The meeting’s second emphasis was how the team would guard Mercer’s Ross Cummings. Coming into the game shooting 39.4 percent from three on nearly eight attempts per game, Cummings fit an archetype the Paladins knew they would face repeatedly in conference play. Two of the SoCon’s top contenders, Wofford and UNC Greensboro, each boasted sharpshooters of the same ilk. To defend him, sophomore Alex Hunter was given primary “no catch” duties, a strategy Furman had not used all season. The team reviewed how and where Cummings liked to get his shots in a quick film session, and simulated the actions in practice that day.
On Thursday the game tips off and everything falls into place. The team’s energy is noticeably improved, and the bench erupts in celebration when sophomore Tre Clark throws down a ridiculous poster dunk. Brown’s replacement in the starting lineup, freshman Noah Gurley, hits back-to-back threes in the first half and finishes with 11 points and six rebounds. And the defense holds Cummings to just 10 points on one of five attempts from behind the arc, with three turnovers.
I'm currently at the Furman-Mercer game and LOOK WHAT JUST HAPPENED
— Matt Craig (@MrMattCraig) January 4, 2019
Sophomore Tre Clark ELEVATING! pic.twitter.com/jUlzIwt9bu
As Richey enters the locker room after the game, the team begins shouting and jumping around, forming a mosh pit around him for a few moments of unrestrained joy. The swagger was back. Richey couldn’t mask his excitement as he addressed the team.
“We locked Cummings up!” he shouted. “That was full-on clamp mode out there. Why? Because we were connected.”
The team responds with a round of applause. Richey recalls Brown’s comments about the lineup change and commends him in front of the team for his humility. Another round of applause. Richey congratulates Rafferty on 1,000 career points. Applause. Richey then lets it die down before uttering a more serious line.
“I asked a lot of dudes to be mature in how we handled the last few days, this adversity,” he says.
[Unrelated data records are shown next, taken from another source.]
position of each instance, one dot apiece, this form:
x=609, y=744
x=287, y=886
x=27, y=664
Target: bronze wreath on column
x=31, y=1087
He mentions the efforts of the upperclassmen, who are set to become the winningest group in Furman history. “The thousand points, that’s great, but what you all have done for the program, that’s special; you’re leaders, you’re freaking warriors.”
With renewed enthusiasm, the Paladins dispatched The Citadel on Saturday and VMI on Thursday to keep pace near the top of the conference standings. Despite the losses, all of the team’s goals are still very much on the table. At 15-2, they are on pace to shatter any number of school records.
“We’ve already done special things,” says Lyons, “but I think we can do a lot more.”
On Saturday, their “no catch” strategy will be put to the test against 14-3 UNC Greensboro and their sharpshooting guard Francis Alonso. With the current strength of the SoCon, Richey knows adversity will strike again before the end of the year. But through this experience he believes his team is better prepared. And with the current state of the NCAA Tournament selection committee, a bid to the Big Dance will be decided by four days in March at the conference championships in Asheville, North Carolina, no matter what.
Even now, Richey refuses to be defined simply by the wins and losses. Just as he did during last season’s decision not to pursue the postseason, or the closing minutes of the LSU game, he tries to maintain perspective.
“We’ve got a little bit bigger vision than just winning games here; we want to have a program,” he says.
He hopes to build up a base of local alumni, hired through his Further the Man program, who can stay connected and invest in future Furman basketball teams.
“We’re not going to have lottery picks, we might have one pro per year,” he says. “But [businesses] might have somebody right out of the gate at 23 years old that’s ready to get something done.”
Two of last year’s four graduates stayed in Greenville, something Richey says has never happened previously. One was hired as a commercial real estate agent, an opportunity that came about when his program mentor called around town and set up three interviews with three top local firms. He comes back to every game and a fair number of practices. The other was hired by Richey himself, joining the staff as a Director of Recruiting. Richey hopes for similar outcomes from this year’s crop of seniors.
The rest of this young team will stay behind, developing into the next set of leaders. The cycle repeats. At this rate, opposing fans won’t be calling Furman o-ver-rated for long.